Apply the sum rule and power rule:

f'(x) = 6(1/2)x⁻¹⁄² + 4(-3)x⁻⁴ = 3x⁻¹⁄² - 12x⁻⁴ = 3/√x - 12/x⁴

Problem 5: Find the derivative of f(x) = (x² + 3x) (2x⁻¹ + 5x⁻²)

Solution: This problem combines product and power rules.

Let g(x) = x² + 3x and h(x) = 2x⁻¹ + 5x⁻²

g'(x) = 2x + 3

h'(x) = -2x⁻² -10x⁻³

Using the product rule:

f'(x) = (x² + 3x)(-2x⁻² - 10x⁻³) + (2x⁻¹ + 5x⁻²)(2x + 3)

This simplifies to a somewhat lengthy expression, but the core process remains the application of the product and power rules. Expanding and simplifying this expression is left as an exercise to reinforce your understanding of algebraic manipulation.

Beyond the Basics: Expanding Your Differentiation Skills

While these five rules form the core of basic differentiation, there are many other techniques and rules you'll encounter as you progress in calculus. These include:

• Chain Rule: Used to differentiate composite functions (functions within functions).
• Implicit Differentiation: Used to differentiate equations that are not explicitly solved for y.
• Logarithmic Differentiation: Used to differentiate functions that involve products, quotients, and powers of other functions.
• Trigonometric Derivatives: Covers the derivatives of trigonometric functions (sin, cos, tan, etc.).
• Inverse Trigonometric Derivatives: Covers derivatives of inverse trigonometric functions (arcsin, arccos, arctan, etc.).

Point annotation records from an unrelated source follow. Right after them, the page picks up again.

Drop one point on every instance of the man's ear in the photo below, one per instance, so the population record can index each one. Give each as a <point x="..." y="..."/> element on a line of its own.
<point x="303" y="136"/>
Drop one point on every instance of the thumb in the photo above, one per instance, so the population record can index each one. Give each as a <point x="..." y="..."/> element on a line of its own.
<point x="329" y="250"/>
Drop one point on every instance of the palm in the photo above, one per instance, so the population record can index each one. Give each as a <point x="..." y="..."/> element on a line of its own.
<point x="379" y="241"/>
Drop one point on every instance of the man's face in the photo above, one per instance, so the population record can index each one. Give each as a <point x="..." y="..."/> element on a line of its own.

Mastering these basic rules is the crucial first step towards tackling these more advanced techniques. Consistent practice and a thorough understanding of the underlying principles are essential for success in calculus. Remember to break down complex problems into smaller, manageable steps using the rules explained above. This methodical approach will increase your confidence and ability to solve even the most challenging differentiation problems.

This detailed explanation and worked examples serve as a comprehensive substitute for a PDF answer key, providing a deeper understanding of the underlying principles and empowering you to confidently tackle similar problems independently. Remember, consistent practice is the key to mastering differentiation.